Conoco completes acquisition of Petro-Canada assets

May 1, 2000

Conoco Inc., Houston, and its wholly owned subsidiary Conoco Canada Ltd. said Monday that they have completed the acquisition of assets associated with the March agreement to purchase of Petro-Canada's NGL business. The price of the additional asset acquisitions was not disclosed.


Conoco Inc., Houston, and its wholly owned subsidiary Conoco Canada Ltd. said Monday that they have completed the acquisition of assets associated with the March agreement to purchase of Petro-Canada's NGL business. The price of the additional asset acquisitions was not disclosed.

Conoco's March acquisition of the NGL business is part of its program to upgrade its portfolio of North American gas processing and gas liquids assets. The associated assets include an 18% nonoperating interest in the Dow Fort Saskatchewan propane-plus fractionator at Edmonton, a 5% nonoperating interest in the Rimbey Pipeline, and a 10% nonoperating interest in the 1,900-mile Cochin Canada pipeline, which stretches from Edmonton through the US Upper Midwest to Sarnia, Ont.

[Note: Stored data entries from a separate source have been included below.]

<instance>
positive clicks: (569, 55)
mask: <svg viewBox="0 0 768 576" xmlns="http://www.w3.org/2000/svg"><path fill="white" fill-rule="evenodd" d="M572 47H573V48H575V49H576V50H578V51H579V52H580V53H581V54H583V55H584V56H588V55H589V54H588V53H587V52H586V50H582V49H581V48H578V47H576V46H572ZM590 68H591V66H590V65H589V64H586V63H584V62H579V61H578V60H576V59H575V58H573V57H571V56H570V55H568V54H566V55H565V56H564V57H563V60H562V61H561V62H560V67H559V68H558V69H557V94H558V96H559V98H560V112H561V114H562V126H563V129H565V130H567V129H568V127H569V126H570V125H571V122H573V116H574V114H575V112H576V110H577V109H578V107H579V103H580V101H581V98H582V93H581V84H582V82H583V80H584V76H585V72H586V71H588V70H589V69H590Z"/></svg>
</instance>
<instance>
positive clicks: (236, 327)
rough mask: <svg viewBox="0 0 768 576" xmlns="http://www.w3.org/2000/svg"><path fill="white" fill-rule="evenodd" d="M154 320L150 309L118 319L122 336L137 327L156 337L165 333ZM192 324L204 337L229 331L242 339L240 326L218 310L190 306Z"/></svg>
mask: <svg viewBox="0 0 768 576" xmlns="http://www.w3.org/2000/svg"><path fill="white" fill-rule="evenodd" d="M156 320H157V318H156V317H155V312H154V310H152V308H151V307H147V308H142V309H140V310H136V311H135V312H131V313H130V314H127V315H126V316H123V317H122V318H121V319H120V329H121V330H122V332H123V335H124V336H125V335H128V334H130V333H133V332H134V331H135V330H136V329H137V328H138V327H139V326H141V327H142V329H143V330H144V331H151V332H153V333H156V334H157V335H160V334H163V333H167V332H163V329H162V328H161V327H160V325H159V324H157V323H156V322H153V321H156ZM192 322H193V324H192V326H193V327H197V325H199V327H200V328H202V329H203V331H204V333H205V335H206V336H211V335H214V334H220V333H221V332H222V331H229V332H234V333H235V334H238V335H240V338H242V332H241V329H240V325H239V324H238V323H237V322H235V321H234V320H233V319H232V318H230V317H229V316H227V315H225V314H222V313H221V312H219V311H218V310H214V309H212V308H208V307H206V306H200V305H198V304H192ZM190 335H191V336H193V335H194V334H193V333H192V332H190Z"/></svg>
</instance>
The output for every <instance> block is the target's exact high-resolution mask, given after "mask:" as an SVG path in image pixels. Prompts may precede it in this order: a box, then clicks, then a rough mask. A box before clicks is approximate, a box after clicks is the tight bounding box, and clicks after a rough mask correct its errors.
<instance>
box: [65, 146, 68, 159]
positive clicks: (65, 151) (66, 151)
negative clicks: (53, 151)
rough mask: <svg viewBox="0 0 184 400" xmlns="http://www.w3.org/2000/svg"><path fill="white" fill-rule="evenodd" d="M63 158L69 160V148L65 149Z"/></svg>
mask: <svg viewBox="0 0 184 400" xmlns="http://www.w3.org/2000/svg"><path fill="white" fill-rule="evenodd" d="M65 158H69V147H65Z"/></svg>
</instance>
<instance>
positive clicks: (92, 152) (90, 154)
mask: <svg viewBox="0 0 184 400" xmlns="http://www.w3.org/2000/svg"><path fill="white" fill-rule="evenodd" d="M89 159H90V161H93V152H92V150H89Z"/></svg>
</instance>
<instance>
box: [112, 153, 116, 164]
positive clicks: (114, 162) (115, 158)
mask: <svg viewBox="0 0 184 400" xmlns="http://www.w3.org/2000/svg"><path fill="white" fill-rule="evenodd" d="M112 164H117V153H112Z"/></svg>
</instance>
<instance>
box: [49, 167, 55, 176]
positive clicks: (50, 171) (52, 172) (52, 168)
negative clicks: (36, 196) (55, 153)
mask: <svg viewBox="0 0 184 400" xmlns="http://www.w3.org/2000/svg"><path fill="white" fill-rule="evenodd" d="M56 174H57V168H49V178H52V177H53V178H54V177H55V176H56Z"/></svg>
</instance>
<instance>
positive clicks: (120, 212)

Conoco's NGL acquisition included a 92% operating interest in Petro-Canada's 2.4 billion cfd Empress gas processing plant near Medicine Hat, Alta.; the 580-mile Petroleum Transmission Co. pipeline from Empress to Winnipeg, Man.; six related pipeline terminals; and a storage facility. The Empress plant has an NGL production capacity of 48,000 b/d.

The NGL acquisition creates a shift from "a midstream business of scattered assets" in mature basins towards a more profitable business built on centralized, large-scale processing systems, said Mike L. Johnson, vice-president and general manager of Conoco's natural gas and gas products business unit. The deal increases Conoco's total net gas liquid production in Canada, the US, and Trinidad by 65% to 105,000 b/d and triples net processing capacity to 3.4 billion cfd while reducing per-barrel overhead and operating costs by 24%, Johnson said.

Previously, Conoco sold midstream properties in Oklahoma and West Texas, and in late 1999 it acquired natural gas producing properties from Canada-based Renaissance Energy Ltd. That acquisition doubled Conoco Canada's daily gas production and increased proven gas reserves by 60%.